- ICH GCP
- US Clinical Trials Registry
- Clinical Trial NCT02019316
BioSteel Supplementation and Performance
The Effect of BioSteel Sports Drink Supplementation on Muscular Fatigue, Cognitive Function, and Recovery Following Sprint Interval Exercise
Study Overview
Status
Conditions
Intervention / Treatment
Detailed Description
This study is expected to start in January 2014 and be completed by December 2014.

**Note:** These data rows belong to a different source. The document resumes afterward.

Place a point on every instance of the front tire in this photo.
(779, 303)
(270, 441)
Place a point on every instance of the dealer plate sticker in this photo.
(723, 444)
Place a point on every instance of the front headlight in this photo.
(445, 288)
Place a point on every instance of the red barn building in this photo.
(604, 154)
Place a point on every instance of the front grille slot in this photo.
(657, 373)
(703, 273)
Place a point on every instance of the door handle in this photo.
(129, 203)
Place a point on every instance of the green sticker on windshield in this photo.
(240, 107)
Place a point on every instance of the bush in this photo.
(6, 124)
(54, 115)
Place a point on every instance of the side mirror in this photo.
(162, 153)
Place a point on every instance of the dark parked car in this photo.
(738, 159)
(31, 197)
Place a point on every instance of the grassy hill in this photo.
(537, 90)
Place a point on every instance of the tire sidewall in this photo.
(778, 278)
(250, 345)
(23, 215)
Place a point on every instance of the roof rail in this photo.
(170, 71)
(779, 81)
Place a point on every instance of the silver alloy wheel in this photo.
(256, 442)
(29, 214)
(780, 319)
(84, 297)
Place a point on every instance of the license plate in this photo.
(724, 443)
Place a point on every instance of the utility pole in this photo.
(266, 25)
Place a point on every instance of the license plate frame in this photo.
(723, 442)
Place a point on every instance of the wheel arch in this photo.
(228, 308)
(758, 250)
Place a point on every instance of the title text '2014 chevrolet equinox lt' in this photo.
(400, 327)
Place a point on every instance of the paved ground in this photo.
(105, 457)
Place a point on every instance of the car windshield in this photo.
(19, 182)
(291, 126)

Ten exercise trained male athletes (18-35 years) will complete a repeated testing protocol under 2 experimental conditions in a systematically rotated blind crossover design: BSD and isoenergetic carbohydrate control, separated by 1 week. The testing protocol will consist of sprint interval exercise (4-repeated Wingate cycle tests, resistance at 10% body mass separated by 4 min recovery bouts, followed by 4 muscular fatigue and 2 cognitive function tests).
Approximately 1-2 weeks prior to testing, participants will complete two familiarization sessions in the laboratory. During the first session (~2h), participants will be asked to complete a physical activity readiness questionnaire and a participant information form for personal and familial health history to rule out any pathologies or health issues that may preclude them from participating in the present study. Additionally, their body composition will be determined via BodPod (air displacement chamber), and they will also be screened via 5 exercise tests used in National Hockey League Combine (150 lb bench press, 8 lb sitting medicine ball toss, standing long jump, vertical jump and maximal oxygen consumption test on a cycle ergometer). During the second session (~1h), they will familiarize themselves with the 2 cognitive tests. This testing is designed to eliminate any learning effect of repeat testing.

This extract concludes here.